If 71% of the Cape May inventory comes from before the federal ban on lead-bearing solder — and if utility samples sit at or near 0.015 mg/L — the gap between citywide averages and one specific faucet becomes a practical concern rather than a theoretical one. That is why one-home reads exist as a separate measurement. A certified filter through retailer networks addresses confirmed exposure where it appears in a household.
Sources: EPA Lead and Copper Rule, U.S. Census Bureau ACS, CDC childhood lead poisoning prevention guidelines.
Cape May: Flood History & Water Damage Risk
Because Cape May's NFIP claim count reaches 1482 and 100% of ZIP codes fall within FEMA-designated flood zones, flood exposure here operates differently than it does in lower-claim communities. In areas with isolated flood events, water-quality infrastructure can typically absorb the stress and recover between events. In communities with repeated high-volume flooding, treatment plants face recurring overload conditions, private wells in FEMA-designated zones accumulate repeated infiltration episodes, and distribution systems experience repeated pressure events that can drive backflow.
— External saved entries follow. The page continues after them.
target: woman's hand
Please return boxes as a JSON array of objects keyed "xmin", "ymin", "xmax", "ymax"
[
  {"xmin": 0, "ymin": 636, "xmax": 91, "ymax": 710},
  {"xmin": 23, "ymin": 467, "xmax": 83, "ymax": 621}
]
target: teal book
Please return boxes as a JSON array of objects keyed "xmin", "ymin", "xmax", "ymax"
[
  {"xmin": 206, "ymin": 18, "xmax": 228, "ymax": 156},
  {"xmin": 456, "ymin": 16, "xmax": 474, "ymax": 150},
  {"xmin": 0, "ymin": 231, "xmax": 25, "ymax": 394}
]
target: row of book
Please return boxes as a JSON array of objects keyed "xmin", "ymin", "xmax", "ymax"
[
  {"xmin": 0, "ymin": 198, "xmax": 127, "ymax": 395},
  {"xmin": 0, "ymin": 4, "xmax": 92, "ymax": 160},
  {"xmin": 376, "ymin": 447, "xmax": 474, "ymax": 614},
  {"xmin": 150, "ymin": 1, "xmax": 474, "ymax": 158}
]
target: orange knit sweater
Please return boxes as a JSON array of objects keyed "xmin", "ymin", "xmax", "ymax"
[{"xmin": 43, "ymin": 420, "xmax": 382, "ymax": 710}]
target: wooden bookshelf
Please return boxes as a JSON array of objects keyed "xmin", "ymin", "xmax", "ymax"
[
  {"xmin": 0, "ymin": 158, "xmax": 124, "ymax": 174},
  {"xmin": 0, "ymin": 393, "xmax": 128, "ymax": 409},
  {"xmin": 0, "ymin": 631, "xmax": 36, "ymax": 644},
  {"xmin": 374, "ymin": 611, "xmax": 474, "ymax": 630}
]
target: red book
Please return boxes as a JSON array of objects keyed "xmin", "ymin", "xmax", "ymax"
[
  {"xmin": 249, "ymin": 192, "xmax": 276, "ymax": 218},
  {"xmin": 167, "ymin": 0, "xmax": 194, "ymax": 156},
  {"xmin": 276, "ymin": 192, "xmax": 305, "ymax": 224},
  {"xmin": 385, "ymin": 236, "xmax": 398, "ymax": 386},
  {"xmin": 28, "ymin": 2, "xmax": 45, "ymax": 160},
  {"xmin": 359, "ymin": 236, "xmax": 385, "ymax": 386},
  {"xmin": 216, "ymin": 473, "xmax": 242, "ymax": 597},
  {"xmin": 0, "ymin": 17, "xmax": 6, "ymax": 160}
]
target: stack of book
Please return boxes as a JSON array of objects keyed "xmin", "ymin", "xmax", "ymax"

The claim record for this area points to that second category: a flood environment where water infrastructure stress is periodic and documented, not theoretical.
Cape May has a significant flood history with 1,482 FEMA flood insurance claims on record, averaging $8,195 per claim. With 100% of ZIP codes in FEMA-designated flood zones, flood risk is a major concern for homeowners and water quality.
How flooding affects water quality: Flood events can introduce sewage, agricultural runoff, and industrial chemicals into water supplies. Even after floodwaters recede, contamination can persist in wells and aging infrastructure. Flood damage can add significantly to the estimated <strong>$1,500</strong> remediation cost per household.
Residents in flood-prone areas should consider flood insurance even outside FEMA zones — over 25% of flood claims come from low-to-moderate risk areas. After any flood event, test your water before drinking.